The sum of the original principal and total interest is called the compound amount or
accumulated value.
The difference between the accumulated value and the original principal is called the compound interest.
The interest period, the time between two successive interest computations is also called the conversion period.
Revolving Compound Interest
Revolving Compound Interest is demonstrated in the use of an ordinary credit card. Interest is calculated on
the outstanding balance and is added to it resulting in a new balance. This new balance becomes the
Principal amount for the next period's interest calculation.
Original Principal
*** VERY IMPORTANT ***
When you use Compound Interest, you MUST post the Original Principal amount as a Transaction (Type 196). Any Principal
amount entered into Original Principal directly is overwritten as Collect! uses the total of all Principal transactions
to arrive at the Original Principal.
Frequency Of Conversion
In Collect! you can choose to convert Interest into Principal using one of the following conversion periods.
Daily
Weekly
Bi-weekly
30 Days
Monthly
Semi-monthly
Bi-monthly
Quarterly
Semi-annually
Annually
Custom
Interest Rate And Time
Annual interest rate is entered in the Interest Detail form and a time is chosen, 360, 364 or 365 days.
Posting Payments
*** VERY IMPORTANT ***
When posting payments, transaction types MUST have the Payment Breakdown option set so that Collect! can breakdown
the payment and disburse it correctly to fees, interest, and principal according to your transaction type settings.

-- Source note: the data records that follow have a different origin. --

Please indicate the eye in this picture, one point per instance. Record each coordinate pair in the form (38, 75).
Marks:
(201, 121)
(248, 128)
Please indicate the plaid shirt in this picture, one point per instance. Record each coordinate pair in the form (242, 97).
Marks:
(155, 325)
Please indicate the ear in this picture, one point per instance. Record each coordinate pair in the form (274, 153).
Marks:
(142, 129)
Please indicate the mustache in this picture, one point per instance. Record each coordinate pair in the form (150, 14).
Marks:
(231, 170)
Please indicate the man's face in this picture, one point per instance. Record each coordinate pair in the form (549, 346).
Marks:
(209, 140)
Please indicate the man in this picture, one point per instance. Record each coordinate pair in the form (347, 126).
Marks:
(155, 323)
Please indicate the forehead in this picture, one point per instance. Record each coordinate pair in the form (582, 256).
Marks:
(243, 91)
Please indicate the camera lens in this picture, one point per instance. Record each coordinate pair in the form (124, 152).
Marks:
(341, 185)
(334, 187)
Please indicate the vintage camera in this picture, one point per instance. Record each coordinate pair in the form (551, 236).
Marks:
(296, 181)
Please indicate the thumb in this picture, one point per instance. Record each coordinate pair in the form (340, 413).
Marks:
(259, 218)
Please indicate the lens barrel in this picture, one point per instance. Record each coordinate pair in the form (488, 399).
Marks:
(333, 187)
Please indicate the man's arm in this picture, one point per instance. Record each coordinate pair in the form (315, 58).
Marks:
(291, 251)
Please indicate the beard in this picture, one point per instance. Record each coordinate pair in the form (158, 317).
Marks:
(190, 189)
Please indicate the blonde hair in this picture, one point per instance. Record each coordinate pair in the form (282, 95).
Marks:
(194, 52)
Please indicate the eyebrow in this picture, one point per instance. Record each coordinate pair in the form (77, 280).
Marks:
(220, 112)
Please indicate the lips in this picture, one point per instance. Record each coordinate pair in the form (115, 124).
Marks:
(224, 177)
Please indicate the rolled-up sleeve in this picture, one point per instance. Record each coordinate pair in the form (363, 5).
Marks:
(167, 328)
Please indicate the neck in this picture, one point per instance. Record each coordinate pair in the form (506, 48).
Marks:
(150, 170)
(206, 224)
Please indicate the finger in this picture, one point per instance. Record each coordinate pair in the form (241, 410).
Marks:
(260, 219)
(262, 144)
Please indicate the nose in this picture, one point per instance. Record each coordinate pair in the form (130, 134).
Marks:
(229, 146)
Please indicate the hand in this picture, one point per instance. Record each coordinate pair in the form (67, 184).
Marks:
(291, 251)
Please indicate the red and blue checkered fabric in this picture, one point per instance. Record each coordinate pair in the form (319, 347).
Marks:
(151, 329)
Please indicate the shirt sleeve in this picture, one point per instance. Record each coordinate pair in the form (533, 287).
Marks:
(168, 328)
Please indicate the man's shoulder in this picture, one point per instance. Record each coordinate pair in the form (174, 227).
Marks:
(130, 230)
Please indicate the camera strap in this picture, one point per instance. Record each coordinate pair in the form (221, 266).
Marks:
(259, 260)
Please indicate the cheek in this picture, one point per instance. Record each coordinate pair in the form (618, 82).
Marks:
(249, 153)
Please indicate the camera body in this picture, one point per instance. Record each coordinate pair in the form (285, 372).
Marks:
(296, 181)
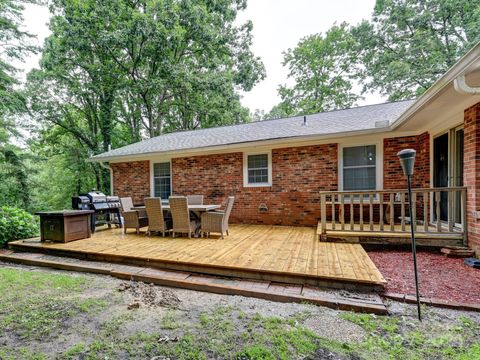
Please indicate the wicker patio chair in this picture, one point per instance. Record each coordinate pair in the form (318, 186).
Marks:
(217, 221)
(181, 216)
(195, 199)
(156, 221)
(132, 219)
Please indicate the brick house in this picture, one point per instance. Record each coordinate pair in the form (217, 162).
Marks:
(277, 168)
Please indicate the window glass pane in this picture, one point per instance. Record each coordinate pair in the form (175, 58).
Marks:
(161, 169)
(258, 176)
(257, 166)
(258, 161)
(161, 180)
(359, 156)
(359, 178)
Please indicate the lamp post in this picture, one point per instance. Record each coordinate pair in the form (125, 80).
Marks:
(407, 160)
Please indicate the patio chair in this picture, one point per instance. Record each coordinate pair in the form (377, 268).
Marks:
(195, 199)
(156, 221)
(181, 216)
(132, 219)
(217, 221)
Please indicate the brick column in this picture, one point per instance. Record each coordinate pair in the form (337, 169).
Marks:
(471, 175)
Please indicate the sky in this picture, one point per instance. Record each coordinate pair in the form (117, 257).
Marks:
(277, 26)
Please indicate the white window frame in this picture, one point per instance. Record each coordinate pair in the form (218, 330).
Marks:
(245, 169)
(152, 175)
(378, 163)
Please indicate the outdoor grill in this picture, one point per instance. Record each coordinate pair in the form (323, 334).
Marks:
(106, 208)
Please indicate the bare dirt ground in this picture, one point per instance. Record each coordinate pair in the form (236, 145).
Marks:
(47, 314)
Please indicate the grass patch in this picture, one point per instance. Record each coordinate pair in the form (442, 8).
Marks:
(215, 334)
(394, 338)
(35, 304)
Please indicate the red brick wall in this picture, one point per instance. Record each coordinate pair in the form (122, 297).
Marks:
(471, 175)
(393, 177)
(299, 173)
(131, 179)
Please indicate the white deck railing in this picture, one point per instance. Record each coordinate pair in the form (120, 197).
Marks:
(387, 211)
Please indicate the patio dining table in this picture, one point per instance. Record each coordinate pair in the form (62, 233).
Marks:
(195, 208)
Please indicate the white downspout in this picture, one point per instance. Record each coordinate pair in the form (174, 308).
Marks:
(102, 164)
(462, 87)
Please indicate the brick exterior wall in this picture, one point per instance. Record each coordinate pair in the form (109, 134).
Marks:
(131, 179)
(471, 175)
(299, 173)
(393, 177)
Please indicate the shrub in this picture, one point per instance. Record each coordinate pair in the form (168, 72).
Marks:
(16, 224)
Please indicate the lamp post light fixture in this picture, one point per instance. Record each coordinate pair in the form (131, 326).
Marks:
(407, 160)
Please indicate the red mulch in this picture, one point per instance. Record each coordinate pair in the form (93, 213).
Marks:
(440, 277)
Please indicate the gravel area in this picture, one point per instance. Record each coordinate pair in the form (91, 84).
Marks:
(440, 277)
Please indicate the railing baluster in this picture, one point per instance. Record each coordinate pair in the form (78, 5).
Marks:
(352, 222)
(370, 198)
(463, 206)
(425, 211)
(437, 207)
(361, 211)
(392, 213)
(334, 197)
(450, 211)
(323, 210)
(342, 211)
(387, 200)
(381, 211)
(413, 219)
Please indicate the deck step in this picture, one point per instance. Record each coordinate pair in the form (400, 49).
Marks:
(361, 302)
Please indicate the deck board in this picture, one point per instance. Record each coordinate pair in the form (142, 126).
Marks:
(277, 250)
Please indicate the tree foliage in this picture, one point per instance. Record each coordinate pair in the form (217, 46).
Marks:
(408, 44)
(320, 67)
(117, 71)
(15, 44)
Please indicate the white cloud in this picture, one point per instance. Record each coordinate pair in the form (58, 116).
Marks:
(280, 24)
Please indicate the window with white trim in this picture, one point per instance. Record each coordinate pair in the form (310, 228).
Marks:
(162, 185)
(258, 172)
(359, 168)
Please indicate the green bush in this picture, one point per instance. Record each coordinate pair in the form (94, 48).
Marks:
(16, 224)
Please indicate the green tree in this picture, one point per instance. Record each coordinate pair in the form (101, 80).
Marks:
(117, 71)
(15, 44)
(408, 44)
(321, 69)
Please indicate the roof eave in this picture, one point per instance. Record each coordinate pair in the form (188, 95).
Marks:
(445, 80)
(240, 145)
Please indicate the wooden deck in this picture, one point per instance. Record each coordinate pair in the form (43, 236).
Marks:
(275, 253)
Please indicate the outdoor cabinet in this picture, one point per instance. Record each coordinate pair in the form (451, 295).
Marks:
(65, 226)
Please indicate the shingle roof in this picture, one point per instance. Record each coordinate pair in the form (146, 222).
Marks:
(327, 123)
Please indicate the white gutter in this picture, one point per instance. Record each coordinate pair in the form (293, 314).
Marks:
(240, 145)
(458, 69)
(461, 86)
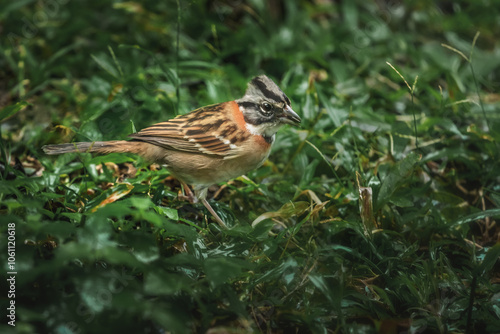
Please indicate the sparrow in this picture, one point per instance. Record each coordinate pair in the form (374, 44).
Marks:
(208, 145)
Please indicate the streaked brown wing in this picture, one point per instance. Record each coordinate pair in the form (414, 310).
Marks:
(195, 132)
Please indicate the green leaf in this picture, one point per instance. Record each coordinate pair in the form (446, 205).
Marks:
(396, 176)
(12, 109)
(476, 216)
(492, 256)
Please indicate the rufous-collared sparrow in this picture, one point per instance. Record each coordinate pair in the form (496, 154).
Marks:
(211, 144)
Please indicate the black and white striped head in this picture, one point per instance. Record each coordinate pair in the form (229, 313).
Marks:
(266, 108)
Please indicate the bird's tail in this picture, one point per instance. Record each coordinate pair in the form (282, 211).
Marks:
(101, 147)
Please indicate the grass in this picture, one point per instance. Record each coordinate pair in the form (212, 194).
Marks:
(378, 215)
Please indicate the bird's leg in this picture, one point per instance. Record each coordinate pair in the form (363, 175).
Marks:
(201, 193)
(214, 214)
(188, 194)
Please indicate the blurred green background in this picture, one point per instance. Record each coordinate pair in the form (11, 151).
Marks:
(378, 215)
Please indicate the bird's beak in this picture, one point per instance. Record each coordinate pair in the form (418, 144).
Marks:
(289, 116)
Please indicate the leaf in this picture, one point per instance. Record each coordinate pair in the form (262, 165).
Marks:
(12, 109)
(492, 256)
(221, 270)
(169, 212)
(105, 65)
(476, 216)
(397, 174)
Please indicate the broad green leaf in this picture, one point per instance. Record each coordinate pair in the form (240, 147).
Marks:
(395, 177)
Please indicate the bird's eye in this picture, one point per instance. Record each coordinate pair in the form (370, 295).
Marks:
(266, 107)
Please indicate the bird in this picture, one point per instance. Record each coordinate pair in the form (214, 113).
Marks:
(208, 145)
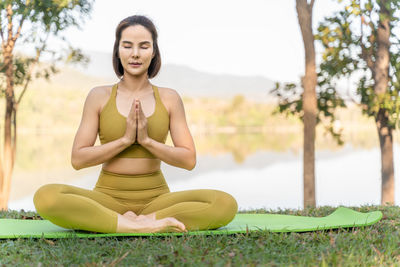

By default, Collect! applies payments to Fees, then Interest, then Principal. This order can be customized when
you create your Payment Breakdown transaction types. Please be sure you know what you are doing if you deviate
from the default order, i.e. Fees, then Interest, then Principal.
Calculating Accrued Compound Interest
Accrued Interest =
(Owing x ((1 + Rate) ^ (Periods))) - Owing
The original Owing is subtracted from the accumulated value to determine the compound interest.
Where:
Owing = Principal + Original Interest.
Rate = Periodic Interest Rate as a decimal percentage (e. g., .045)
Periods = Count of elapsed conversion periods.
^ = 'To the power of', i.e. the exponent.
This is calculated for all periods, starting from the interest calculation date and ending with the current date.
For periods where there are payments, the interest is calculated on the average account balance over the 30 day period.
Periods start from the debtor's 'Calculate interest from' date.
Periodic Interest Rate
Periodic Interest Rate is determined by Period and Annual Interest Rate.
For example:
An Annual Interest Rate of 12% applied to an account that is compounded monthly results in a Periodic Interest Rate of 0.01
This is calculated by dividing the Annual Interest Rate by the number of interest compounding conversions that are done
in a year's time. (i.e. 0.12 / 12 = 0.01)
In the Interest Detail form, the Operator enters the Annual Interest Rate and chooses a Period. Collect! computes
the Periodic Interest Rate from the Annual rate and the Period you choose.
Reset Interest
Interest calculations can be reset if there is a Judgement or change in interest rate. The calculation is based on the
Judgement Principal and Interest. You may need to reset the interest calculation date. Select the Reset Interest button
and press F1 for more help when the Reset Interest form is displayed.
Interest Adjustment
If you find that your figures do not tally, you may need to perform an Interest Adjustment. This only works if you posted an
Original Principal Transaction (Type 196) when you setup the debtor.